One study assessing the vitamin B12 content of raw and grilled or broiled beef found no significant differences between them, except for when the beef was fried, which decreased the vitamin B12 content by 32%, compared with raw beef (10).

Similarly, an older study found no significant difference in the folate contents of raw and grilled beef. Beef contains low amounts of this vitamin (11).

Finally, beef’s protein content tends to be less digestible when the meat is cooked at a high temperature for a long time, compared with when it’s cooked at a lower temperature for a short time.
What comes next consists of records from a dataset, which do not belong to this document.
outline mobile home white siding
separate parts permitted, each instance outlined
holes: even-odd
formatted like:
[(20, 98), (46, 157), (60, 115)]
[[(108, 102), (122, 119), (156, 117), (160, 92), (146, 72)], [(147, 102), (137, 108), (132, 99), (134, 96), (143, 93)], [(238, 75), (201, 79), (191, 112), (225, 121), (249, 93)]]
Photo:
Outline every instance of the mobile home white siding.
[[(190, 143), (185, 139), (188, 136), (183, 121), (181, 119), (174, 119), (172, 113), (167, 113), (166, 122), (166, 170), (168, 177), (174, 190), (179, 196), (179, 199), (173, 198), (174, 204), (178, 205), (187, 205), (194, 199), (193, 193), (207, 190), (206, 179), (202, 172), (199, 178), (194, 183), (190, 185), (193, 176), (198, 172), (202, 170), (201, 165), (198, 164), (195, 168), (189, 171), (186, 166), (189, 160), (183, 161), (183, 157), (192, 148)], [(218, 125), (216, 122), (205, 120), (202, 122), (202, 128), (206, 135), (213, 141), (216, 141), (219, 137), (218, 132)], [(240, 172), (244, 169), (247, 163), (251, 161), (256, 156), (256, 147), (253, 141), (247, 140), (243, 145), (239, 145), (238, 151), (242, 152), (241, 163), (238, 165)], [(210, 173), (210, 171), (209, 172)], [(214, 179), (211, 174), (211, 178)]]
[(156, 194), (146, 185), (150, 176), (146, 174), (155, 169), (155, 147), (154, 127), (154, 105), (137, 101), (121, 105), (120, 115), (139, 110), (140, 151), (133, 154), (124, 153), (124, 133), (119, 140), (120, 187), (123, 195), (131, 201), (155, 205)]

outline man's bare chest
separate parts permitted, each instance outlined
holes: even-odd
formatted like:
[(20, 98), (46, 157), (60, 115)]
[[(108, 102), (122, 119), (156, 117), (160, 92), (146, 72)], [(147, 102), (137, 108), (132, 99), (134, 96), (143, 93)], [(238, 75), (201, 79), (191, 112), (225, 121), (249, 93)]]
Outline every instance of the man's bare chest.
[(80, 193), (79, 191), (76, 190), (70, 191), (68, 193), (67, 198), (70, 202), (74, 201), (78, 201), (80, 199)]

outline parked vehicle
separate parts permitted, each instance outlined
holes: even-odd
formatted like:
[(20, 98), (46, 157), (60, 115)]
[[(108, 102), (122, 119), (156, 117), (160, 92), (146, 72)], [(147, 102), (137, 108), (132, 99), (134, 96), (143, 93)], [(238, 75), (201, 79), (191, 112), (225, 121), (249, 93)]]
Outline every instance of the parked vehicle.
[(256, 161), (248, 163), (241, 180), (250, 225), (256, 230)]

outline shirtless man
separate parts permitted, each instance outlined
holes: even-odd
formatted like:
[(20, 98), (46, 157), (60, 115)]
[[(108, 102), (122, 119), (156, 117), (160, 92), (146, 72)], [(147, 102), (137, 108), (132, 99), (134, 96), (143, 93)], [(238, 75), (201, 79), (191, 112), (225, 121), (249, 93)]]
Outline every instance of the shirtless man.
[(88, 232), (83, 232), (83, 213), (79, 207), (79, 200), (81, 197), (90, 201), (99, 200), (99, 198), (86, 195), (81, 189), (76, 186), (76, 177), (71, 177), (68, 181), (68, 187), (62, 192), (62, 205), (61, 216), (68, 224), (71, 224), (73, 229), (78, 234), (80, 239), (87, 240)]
One human study found that the protein in beef was moderately less digestible when it was cooked at 194°F (90°C) for 30 minutes compared with 131°F (55°C) for 5 minutes (12).


Studies nutritionally comparing cooked and raw beef have found no significant differences for vitamin B12 (except when fried) or folate. Beef’s protein content may become less digestible when the meat is cooked at high temperatures for a long time.

Raw foods of animal origin, such as beef, are the most likely to be contaminated with illness-causing bacteria.

Therefore, health authorities advise against consuming raw beef and other meats.

The claim that eating raw beef is healthier than cooked beef in terms of its nutrient availability and content is not supported by current research.